Press one for uprising, two for having a voice and three to hear us joke about statutory services?
I for one am glad that young people can become autonomous, have agency, and begin to have a voice. It’s why I do my job after all, as often the unbearable truth of being a child is having little power over your life, the choices the grownups make, and of course the voice that is often silenced when it comes to mental health, opinions or indeed speak out about the horrors they face.
Yet we now live in a world where the space to be seen, validated, and witnessed to some of these horrors moves from a two-person relationship in a relationship, family, or therapeutic setting, to one of thousands if not millions on social media platforms. “Hear my story, see my pain and do something about it,” is the underlying request. Whether this be a professional creating a video about their understanding of an approach to a particular issue, and having ‘the cure’ (see my Nike advice blog on Medium for more on this), or the platform for young people to be heard about issues that they deserve to be listened to about.
Yes, I support that young people should have a voice about issues that they face, yes I support those voices should be heard in appropriate, safe and contained spaces to prevent the fallout I am about to describe and yes I support the legislation we are now moving towards regarding online spaces and harm prevention and reduction. One persons pain can be too much to bear for an untrained ear, a child who hears or sees the pain of others and certainly for the empaths of the world.

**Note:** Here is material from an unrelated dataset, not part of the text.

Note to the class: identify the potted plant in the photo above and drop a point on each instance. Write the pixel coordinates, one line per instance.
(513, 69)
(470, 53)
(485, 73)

Recently I wrote a blog about #everyonesinvited website (on my medium page), before it became a thing that journalists pushed. I predicted with friends and colleagues that there would be an investigation into the issues raised, and so they should for the safety of children being sexually abused, and the assaults taking place also. Yet, the investigations did not include the site itself or why it was created and the impact of publishing harrowing accounts (at times) of child sexual abuse and sexual assaults on young people. However, the aspects of my blog which I will echo here (that were missed), are the intentions behind these sites, the content and the unintended consequences of that content on these sites.

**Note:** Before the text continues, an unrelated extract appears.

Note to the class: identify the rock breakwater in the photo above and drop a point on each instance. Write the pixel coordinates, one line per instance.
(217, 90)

Let me elaborate why as a therapist I’m concerned, because the best intentions are often not what results. Listening to trauma, witnessing trauma and being with my clients when they are in my clinic requires that I be trained and have supervision to manage my caseloads, a lot of supervision, to ensure that I am safe, able to hear and help my clients. It is a professional requirement and means my supervisor follows this professional requirement too.

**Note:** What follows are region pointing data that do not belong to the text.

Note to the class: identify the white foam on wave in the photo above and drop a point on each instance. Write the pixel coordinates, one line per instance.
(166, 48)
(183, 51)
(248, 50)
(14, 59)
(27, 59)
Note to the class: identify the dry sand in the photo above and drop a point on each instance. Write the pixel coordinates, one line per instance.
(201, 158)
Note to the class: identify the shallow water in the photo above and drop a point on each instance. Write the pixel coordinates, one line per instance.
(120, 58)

There is no supervision, no line management and no therapy for watching, listening to, and taking on the trauma of someone on a social media platform or website when they tell their story of trauma.
And right now, over the last few months young people have been telling their reported stories of how they have been let down, ignored, dismissed, discharged, laughed at, sent away from, ridiculed, opposed, marched to other services about their suicidal feelings and mental health issues.
The video makers both pretend to be the staff that are carrying out the above, or they speak to their experiences of meeting staff in mental health services. I have been receiving some of these videos from friends and family because they thought they were funny, were curious to know if this really happened in these situations? And, of coursed people alerting me to the new ‘trend’ (see my previous blogs for more info on these trends- ‘the human algorithm’). Young people are speaking out about, attacking and taking the mickey out of CAMHS and it has the potential to harm other young people as an unintended consequence.
Imagine if Amy sees one of these videos on #TikTok, sees that Zoe’s experience was ‘awful’ and did not meet Zoe’s’ needs. Then there is a chance that Amy will not speak to someone or contact someone (like me or other professionals) and not get the help that she needs. Timmy might listen to the story where David talks about his self-harming and he feels that he might not get the help for his issue because David did not, and so doesn’t reach out. And in the background Milly is crying because they are finding the content horrific to listen to because it’s eliciting their trauma. Milly tells me in session that they cannot bear to be on social media because the world is so bad, and yet they need to be there for Thomas, Brooke, and Connor because CAMHS aren’t. They are fed up, don’t know which way to turn, what to say but also do not want to hear it.
Who are these children and young people seeking help from? Can these young people trust a service that is overworked and is not able to meet every need for every person with a mental health issue? What about the stories they hear, and how does this impact them? Who is witnessing our children seeing, hearing, and speaking out about these issues? Where are the adults? Why hasn’t the statutory services response to this crisis in the way Ofsted and the NSPCC have to the sexual abuse and assault websites?
How many children and young people are seeing these videos and what does this do to their trust in the grown ups to be able to help them? Will they even reach out and will we blame their retreat and withdrawal on the iPhone? Yes, there will be services stretched beyond their means and I struggle to have space for clients which means I have to put people on waiting lists, which hurts and I am beyond sad about this. So, what do we do?
Young people have a right to speak out, they deserve adults to listen, and we deserve to be able to help, change the rules, services and way we now need to move with the digital space. So please grownups, hurry up. Our children need us.
Names used in the blog are not real clients in my practice to protect identities and adhere to data protection and privacy laws.